While we had no real itinerary other than a free vacation guide we picked up at the gas station next to Mickey D's, we had wanted to check out local fisheries. The bad news is that hardly any exist anymore, thanks in part to an ongoing cattle-rancher/sheepherder feud between Michigan's commericial fisherpeople and sport anglers that has decimated Michigan's fishing industry. But -- while on a potty stop at the local park with Gertie, who came along with us -- we did find the Bay Port Fish Company, in the tiny village of the same name, a fantastic place to buy fresh fish right off the boat -- boneless filets of salmon, whitefish, perch and walleye, plus an amazing variety of uncleaned fish. Had we been coming home instead of heading out, we would certainly have come home with pounds of fish, and I may have even been persuaded to school myself in the use of my dad's old filet knife in order to tackle some of the whole fish. We found ourselves brunching on the most delicious home-smoked salmon, unceremoniously stuck in a brown paper bag...buttery, smoky and rich. Bay Port is the home of a fish sandwich festival in mid-summer, and we would love to return there.
Having tasted travel success with a new discovery, we were ready to head up the coast. We drove through Caseville, home of the Caseville Cheeseburger Festival -- a weekend paen to Jimmy Buffet and al things Parrothead -- a community where old-school Michigan weekend cottages and amusements seem to be battling with mondo condos and McMansions for supremacy. And they have a very interesting, historical cemetery. (Because of Gertie's need for speed and love of cemeteries as steeplechase paradises -- we actually have to spell the C-word now -- we are becoming acquainted with dozens of graveyards all over the state.)
We made it to Port Austin, at the tip of the Thumb, around lunchtime. The Garfield Inn, a lovely old home that once housed ill-fated President James Garfield's best friends -- also reportedly home to Garfield's ongoing affair with the missus of this couple -- was closed until evening, which was too bad because I'd wanted to see the restored 1850's-era interior and Garfield memorabilia. There's another historic-building-turned-restaurant in town, The Bank, but we weren't feeling quite fancy enough to eat there (which is pretty illogical in a flip-flop-intensive resort community; but it was Sunday); so we instead went to Joe's, a rather anonymous looking, dinerly pizzaria/Italian food joint down the street and had great cooked-not-thawed meals -- a scratch Italian wedding soup followed by eggplant parmesan for me, spaghetti with white clam sauce for FT. We also did a little window shopping of tourist tschotshkes, and wound up purchasing a Michigan/Michigan State "House Divided" flag for our front yard for football season -- something we'd been looking for for over a year.

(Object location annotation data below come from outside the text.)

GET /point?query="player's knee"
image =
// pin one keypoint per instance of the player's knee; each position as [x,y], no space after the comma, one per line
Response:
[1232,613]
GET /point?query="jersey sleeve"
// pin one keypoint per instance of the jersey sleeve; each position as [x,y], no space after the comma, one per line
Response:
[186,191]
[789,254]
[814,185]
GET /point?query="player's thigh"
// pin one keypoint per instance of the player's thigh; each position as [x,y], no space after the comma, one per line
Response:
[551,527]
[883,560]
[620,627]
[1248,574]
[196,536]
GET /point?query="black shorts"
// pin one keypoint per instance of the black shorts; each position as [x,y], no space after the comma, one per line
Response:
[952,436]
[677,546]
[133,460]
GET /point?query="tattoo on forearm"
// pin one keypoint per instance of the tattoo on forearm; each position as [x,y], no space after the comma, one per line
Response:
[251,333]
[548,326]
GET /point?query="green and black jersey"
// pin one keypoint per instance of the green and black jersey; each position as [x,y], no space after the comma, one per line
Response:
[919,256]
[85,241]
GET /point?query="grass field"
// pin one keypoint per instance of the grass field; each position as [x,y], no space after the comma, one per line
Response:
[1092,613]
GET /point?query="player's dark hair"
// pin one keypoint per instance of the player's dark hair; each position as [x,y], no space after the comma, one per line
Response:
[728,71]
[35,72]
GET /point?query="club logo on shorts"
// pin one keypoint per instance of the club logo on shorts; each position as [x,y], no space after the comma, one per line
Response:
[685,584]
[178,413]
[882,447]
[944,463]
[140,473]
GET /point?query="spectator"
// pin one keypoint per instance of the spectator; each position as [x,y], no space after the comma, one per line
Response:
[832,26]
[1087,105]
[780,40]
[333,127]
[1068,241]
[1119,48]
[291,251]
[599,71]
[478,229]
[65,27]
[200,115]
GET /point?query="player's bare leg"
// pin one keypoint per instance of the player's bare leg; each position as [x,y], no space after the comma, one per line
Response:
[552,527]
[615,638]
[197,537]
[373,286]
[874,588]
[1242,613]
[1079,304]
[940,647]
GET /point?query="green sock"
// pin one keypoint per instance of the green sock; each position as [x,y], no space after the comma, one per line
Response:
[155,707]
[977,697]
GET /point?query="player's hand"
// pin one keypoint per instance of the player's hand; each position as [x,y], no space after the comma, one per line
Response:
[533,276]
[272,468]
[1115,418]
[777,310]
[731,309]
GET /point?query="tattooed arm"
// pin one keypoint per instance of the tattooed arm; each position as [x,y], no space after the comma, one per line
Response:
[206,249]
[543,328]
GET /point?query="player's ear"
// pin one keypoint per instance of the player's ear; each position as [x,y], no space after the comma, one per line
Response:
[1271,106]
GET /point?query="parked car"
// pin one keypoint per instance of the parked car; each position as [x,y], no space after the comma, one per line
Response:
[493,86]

Our window of opportunity for going back to Bay Port for fish was slipping by quickly, so we decided to keep going up the highway. My Thumb vacation guide had mentioned a winery near Bad Axe, so we thought that might be a good end-of-the-rainbow destination for our day. After almost missing our turn -- I happened to notice a hand-lettered sign on the side of the road, which tells you something about the newness of this agri-tourism endeavor -- we finally found our way to the Dizzy Daisy Winery and Vineyard, whose claim to fame is a wine list of 20 varieties, from conventional varietal wines like Rieslings and Pinot Noirs to fruit wines reminiscent of Grandpa's cellar creations -- cherry, raspberry, strawberry, and even novelties like rhubarb and white currant wines. We found a very un-snobby establishment on a working farm, in what appeared to be a former milkhouse, and a helpful young employee giving out free tastings. I will go on record as happening to enjoy the rhubarb wine, which made FT's face go into spasms; both of us found the currant wine undrinkable (green pepper is not a flavor I find attractive in any wine, and especially not a dessert wine); we did purchase a pleasant cabernet/merlot and a muscat, so this final sidetrack excursion was not in vain.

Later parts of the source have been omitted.